“Şeref tevazuda, izzet takvada, hürriyet kanaattedir.”
 Şeyh Ebu’l Hasan El-Harkânî (k.s)

 

Hazret-i Musa’yı (a.s), Hazret-i İsa’yı ve Hazret-i Muhammed (s.a.v) yaratan Allah-u Teâlâ’ya hamd-u senâlar olsun. Ey Allah!… Ey Nur!… Ey Mübîn!… Allah Teâlâ Efendimiz Muhammed’e, onun âli ve ashabına salât ve selâm eylesin.

 

Hüzün denizi, zamanın kutbu, saltanat sahibi şeyhlerin sultanı, aşk ve dostluk yolunda yok olup giden, şevk ve muhabbetten yanıp tutuşan, ilim ve hikmet hazinesi, akıl gülistanın aslanı, Silsile-i Sâdât’ın altıncı halkası, samimi abdal ve zâhid bir kimseydi Eş- Şeyh Ebu’l- Hasan El- Harkânî. (k.s)

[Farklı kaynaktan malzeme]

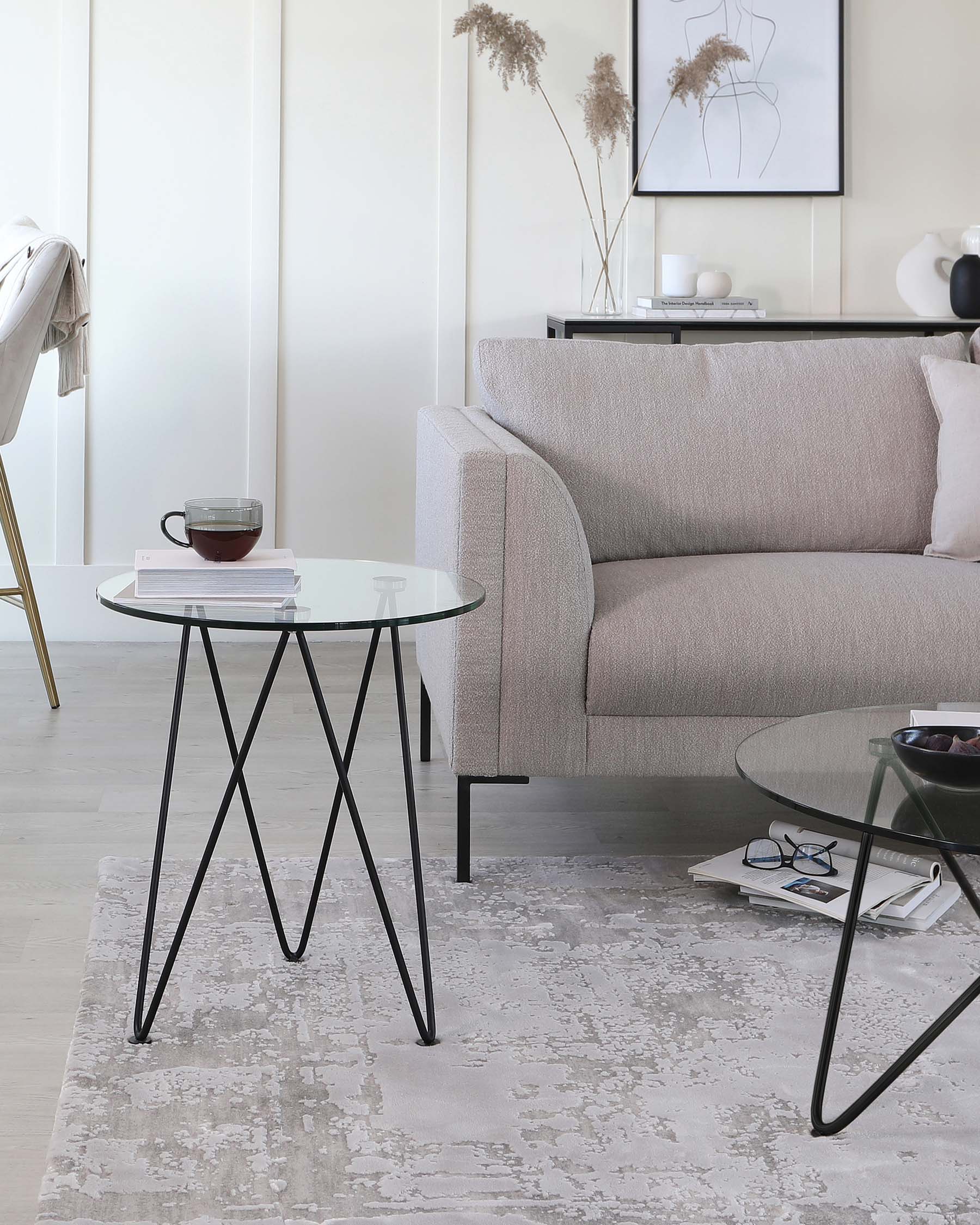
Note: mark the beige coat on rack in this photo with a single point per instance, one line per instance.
(43, 305)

İran’ın hudutları içinde yer alan Harkân’da dünyaya teşrif buyurdular, doğum tarihi ilişkin kesin bir kayıt olmamakla birlikte 352 (M.963) yılında doğduğu kabul edilir. Asıl ismi Ali bin Ca’fer’dir.  Ebu’l Hasan El-Harkânî daima tasavvuf yoluna gönül vermiş ve sırlar hazinesine gezmiş, çevresine güzel kokular saçmıştı. Hikmet yoluna intisabı şöyle gerçeklemiştir:

EY HARKÂNÎ! MÜJDELER OLSUN, MÜJDELER

Ebu’l Hasan El- Harkânî Hazretlerinin müşahede ve mücadele yolunda esrar sahibi olduğunu, Mevlân Celâleddîn-i Rûmî Hazretleri şöyle müjdeliyor:

“-Bayezîd-i Bestâmî Hazretleri müridlerinin başına kendisinden yaklaşık bir asır sonra Harkân’da dünya gelecek olan Ebu’l-Hasan-ı Harkânî’dir.”

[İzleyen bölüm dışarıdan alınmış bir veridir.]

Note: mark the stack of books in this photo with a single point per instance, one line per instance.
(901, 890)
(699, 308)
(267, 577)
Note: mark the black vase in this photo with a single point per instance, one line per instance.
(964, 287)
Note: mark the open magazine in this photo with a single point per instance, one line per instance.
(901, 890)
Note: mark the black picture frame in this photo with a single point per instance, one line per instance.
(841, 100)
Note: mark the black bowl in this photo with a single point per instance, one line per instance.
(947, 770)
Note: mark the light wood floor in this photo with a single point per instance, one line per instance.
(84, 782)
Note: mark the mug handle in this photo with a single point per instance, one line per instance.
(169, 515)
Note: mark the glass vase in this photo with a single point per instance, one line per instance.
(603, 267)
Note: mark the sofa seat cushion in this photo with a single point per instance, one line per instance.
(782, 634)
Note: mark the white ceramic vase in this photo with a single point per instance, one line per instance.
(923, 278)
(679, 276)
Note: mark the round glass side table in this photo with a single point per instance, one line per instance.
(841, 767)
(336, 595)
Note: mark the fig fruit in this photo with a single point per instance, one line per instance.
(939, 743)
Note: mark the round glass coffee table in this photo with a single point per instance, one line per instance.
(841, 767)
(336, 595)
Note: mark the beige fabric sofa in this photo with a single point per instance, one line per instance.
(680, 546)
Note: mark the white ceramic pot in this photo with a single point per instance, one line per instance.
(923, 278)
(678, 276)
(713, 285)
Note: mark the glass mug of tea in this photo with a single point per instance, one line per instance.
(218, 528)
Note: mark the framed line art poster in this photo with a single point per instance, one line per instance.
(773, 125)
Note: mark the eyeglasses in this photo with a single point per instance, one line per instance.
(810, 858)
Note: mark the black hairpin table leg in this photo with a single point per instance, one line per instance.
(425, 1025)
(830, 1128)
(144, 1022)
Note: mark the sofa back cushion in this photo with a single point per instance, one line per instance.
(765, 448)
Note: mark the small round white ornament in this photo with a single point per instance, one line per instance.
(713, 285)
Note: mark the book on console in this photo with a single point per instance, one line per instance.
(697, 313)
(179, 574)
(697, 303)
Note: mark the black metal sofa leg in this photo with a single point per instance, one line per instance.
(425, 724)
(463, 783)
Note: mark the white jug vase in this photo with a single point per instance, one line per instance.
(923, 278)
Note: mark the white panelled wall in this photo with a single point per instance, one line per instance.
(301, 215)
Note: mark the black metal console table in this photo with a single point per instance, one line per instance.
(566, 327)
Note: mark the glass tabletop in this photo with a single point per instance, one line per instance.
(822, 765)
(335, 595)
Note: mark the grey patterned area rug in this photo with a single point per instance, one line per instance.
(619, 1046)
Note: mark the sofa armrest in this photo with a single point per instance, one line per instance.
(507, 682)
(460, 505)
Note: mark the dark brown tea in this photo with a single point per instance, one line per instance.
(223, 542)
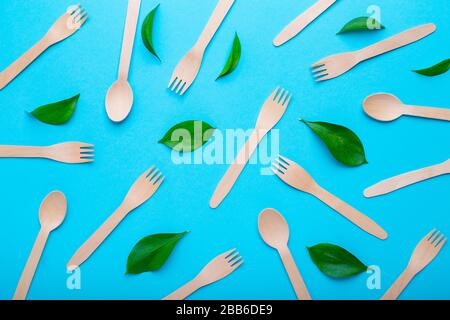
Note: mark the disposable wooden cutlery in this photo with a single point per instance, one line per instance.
(406, 179)
(64, 27)
(302, 21)
(119, 98)
(220, 267)
(187, 69)
(68, 152)
(336, 65)
(275, 232)
(144, 187)
(51, 214)
(425, 252)
(270, 114)
(386, 107)
(295, 176)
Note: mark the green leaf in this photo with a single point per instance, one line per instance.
(151, 252)
(58, 112)
(440, 68)
(147, 32)
(233, 59)
(344, 144)
(188, 136)
(362, 24)
(335, 261)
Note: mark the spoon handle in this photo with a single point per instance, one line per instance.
(397, 41)
(184, 291)
(294, 274)
(358, 218)
(406, 179)
(30, 268)
(428, 112)
(216, 19)
(398, 286)
(96, 239)
(128, 37)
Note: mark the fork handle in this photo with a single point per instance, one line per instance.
(302, 21)
(184, 291)
(358, 218)
(406, 179)
(216, 19)
(397, 41)
(22, 152)
(11, 72)
(128, 37)
(398, 286)
(226, 183)
(427, 112)
(294, 274)
(96, 239)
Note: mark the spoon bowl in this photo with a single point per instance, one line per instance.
(119, 100)
(273, 228)
(53, 211)
(383, 107)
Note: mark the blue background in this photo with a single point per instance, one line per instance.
(87, 63)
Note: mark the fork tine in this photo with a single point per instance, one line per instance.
(152, 174)
(438, 240)
(85, 145)
(286, 96)
(237, 264)
(83, 19)
(155, 178)
(75, 8)
(226, 254)
(182, 84)
(158, 182)
(146, 173)
(174, 77)
(427, 237)
(86, 160)
(274, 94)
(320, 63)
(434, 237)
(280, 164)
(327, 77)
(186, 86)
(321, 73)
(286, 160)
(288, 100)
(232, 256)
(279, 95)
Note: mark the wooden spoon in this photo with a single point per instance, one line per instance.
(51, 214)
(275, 232)
(119, 98)
(386, 107)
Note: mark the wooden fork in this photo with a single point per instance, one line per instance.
(336, 65)
(270, 114)
(220, 267)
(425, 252)
(298, 178)
(64, 27)
(68, 152)
(187, 69)
(144, 187)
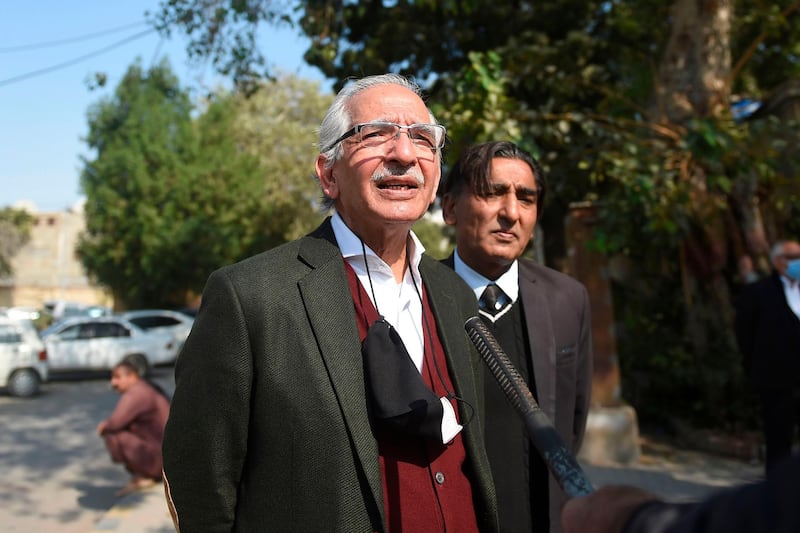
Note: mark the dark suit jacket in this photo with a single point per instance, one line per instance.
(268, 429)
(768, 333)
(558, 321)
(769, 506)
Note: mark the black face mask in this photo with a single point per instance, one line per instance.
(399, 399)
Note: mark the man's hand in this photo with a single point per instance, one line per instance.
(606, 510)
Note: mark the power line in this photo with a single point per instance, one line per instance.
(71, 62)
(34, 46)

Bir gün Beyazîd-i Bestâmî Hazretleri talebeleriyle beraber yolda giderken kendilerinden manevi bir hal meydana geldi. Bu hal giderek arttı, müridleri dehşete kapıldılar. Bir zaman sonra talebelerinden biri kendisine bunun sebebini sorunca şöyle cevap buyurdular:

“-Bana Harkân tarafından acayip bir nefes gelmektedir. Resûlullah’a (s.a.v) Yemen tarafından gelen nefese benziyor. Bu nefes bana Harkân’dan büyük bir velinin çıkacağını haber veriyor.” Talebeler o zâtın ismini sordular. Beyazîd-i Bestâmî Hazretleri, “Ebu’l-Hasan’dır” dedi ve onun halini, tavırlarını, şeklini, makamlarını anlattı ve makamının kendisinden daha yüce ve âli olduğunu bildirdi.

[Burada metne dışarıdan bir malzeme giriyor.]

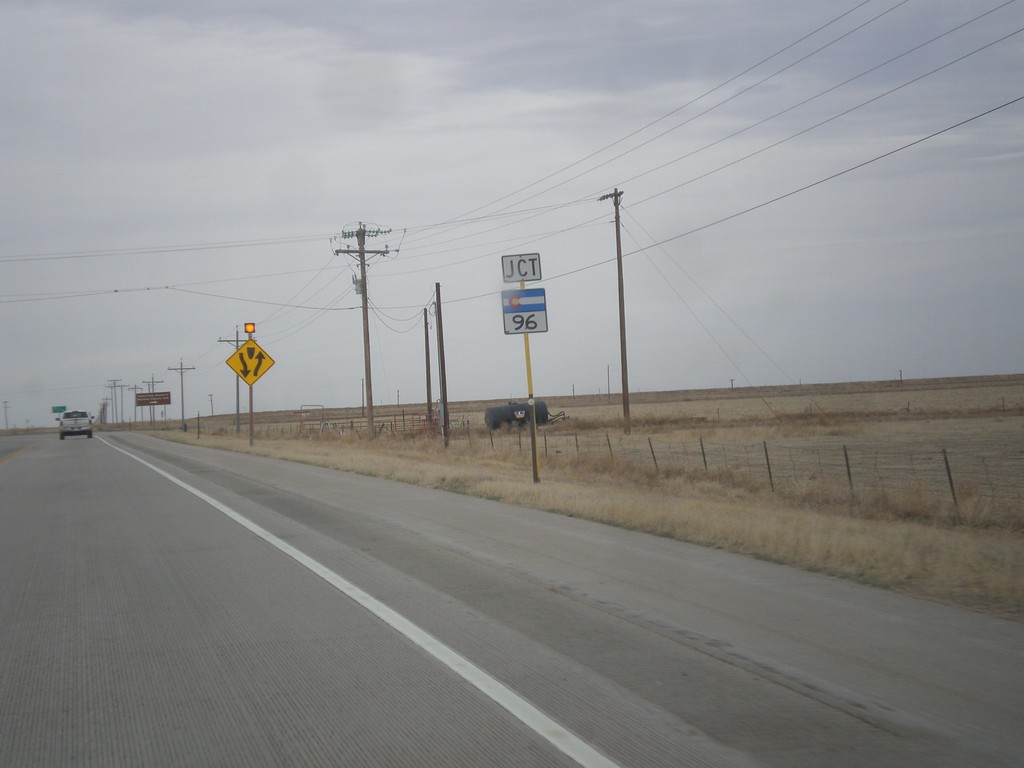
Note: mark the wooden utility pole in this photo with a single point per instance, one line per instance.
(181, 375)
(360, 239)
(426, 355)
(238, 382)
(615, 197)
(445, 423)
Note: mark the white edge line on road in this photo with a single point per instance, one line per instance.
(538, 721)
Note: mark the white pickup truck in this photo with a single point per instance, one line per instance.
(75, 422)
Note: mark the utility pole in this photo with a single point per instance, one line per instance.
(615, 197)
(113, 384)
(122, 387)
(181, 374)
(238, 380)
(445, 423)
(135, 389)
(153, 382)
(360, 233)
(426, 354)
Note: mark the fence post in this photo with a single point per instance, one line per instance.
(949, 475)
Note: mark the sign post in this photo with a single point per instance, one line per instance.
(250, 361)
(524, 311)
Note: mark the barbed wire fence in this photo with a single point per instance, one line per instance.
(944, 473)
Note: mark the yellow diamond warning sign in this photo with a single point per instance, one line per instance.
(250, 361)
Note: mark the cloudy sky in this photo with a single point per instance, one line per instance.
(813, 192)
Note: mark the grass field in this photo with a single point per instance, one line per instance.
(904, 526)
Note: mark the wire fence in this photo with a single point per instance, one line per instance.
(949, 473)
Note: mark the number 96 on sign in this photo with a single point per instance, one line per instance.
(525, 311)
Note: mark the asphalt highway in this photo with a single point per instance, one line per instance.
(169, 604)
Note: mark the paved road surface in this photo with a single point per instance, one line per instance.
(168, 604)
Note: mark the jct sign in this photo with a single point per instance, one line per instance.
(521, 267)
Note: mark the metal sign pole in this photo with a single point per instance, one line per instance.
(530, 401)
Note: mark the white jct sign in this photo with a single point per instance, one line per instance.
(521, 267)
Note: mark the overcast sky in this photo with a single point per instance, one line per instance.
(813, 192)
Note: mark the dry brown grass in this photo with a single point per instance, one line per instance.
(910, 544)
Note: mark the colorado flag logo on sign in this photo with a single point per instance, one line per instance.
(524, 310)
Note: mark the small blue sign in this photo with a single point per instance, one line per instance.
(524, 310)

Bayezîd-i Bestâmî (k.s) ahirete irtihal etmesinden yıllar sonra Harkân’dan birisi gelerek onun dergâhına geldi. Sûfiler, gelen zâta ismini sordular.

“-Adım, Ebu’l-Hasan El-Harkânî’dir.” dedi. Bunun üzerine onun şekline, hâl ve hareketlerine baktılar, Bayezîd-i Bestamî Hazretlerinin tarif ettiği gibi bulup hemen ona müjde verdiler:

“-Beyazîd-i Bestâmî Hazretleri, seni bize anlatmış, mürîdlerinden olacağını haber vermişti.” dediler. Ebu’l Hasan Hazretleri rüyasında Beyazîd-i Bestâmî’yi gördüğünü ve tüm olup bitenden haberi olduğunu söyledi.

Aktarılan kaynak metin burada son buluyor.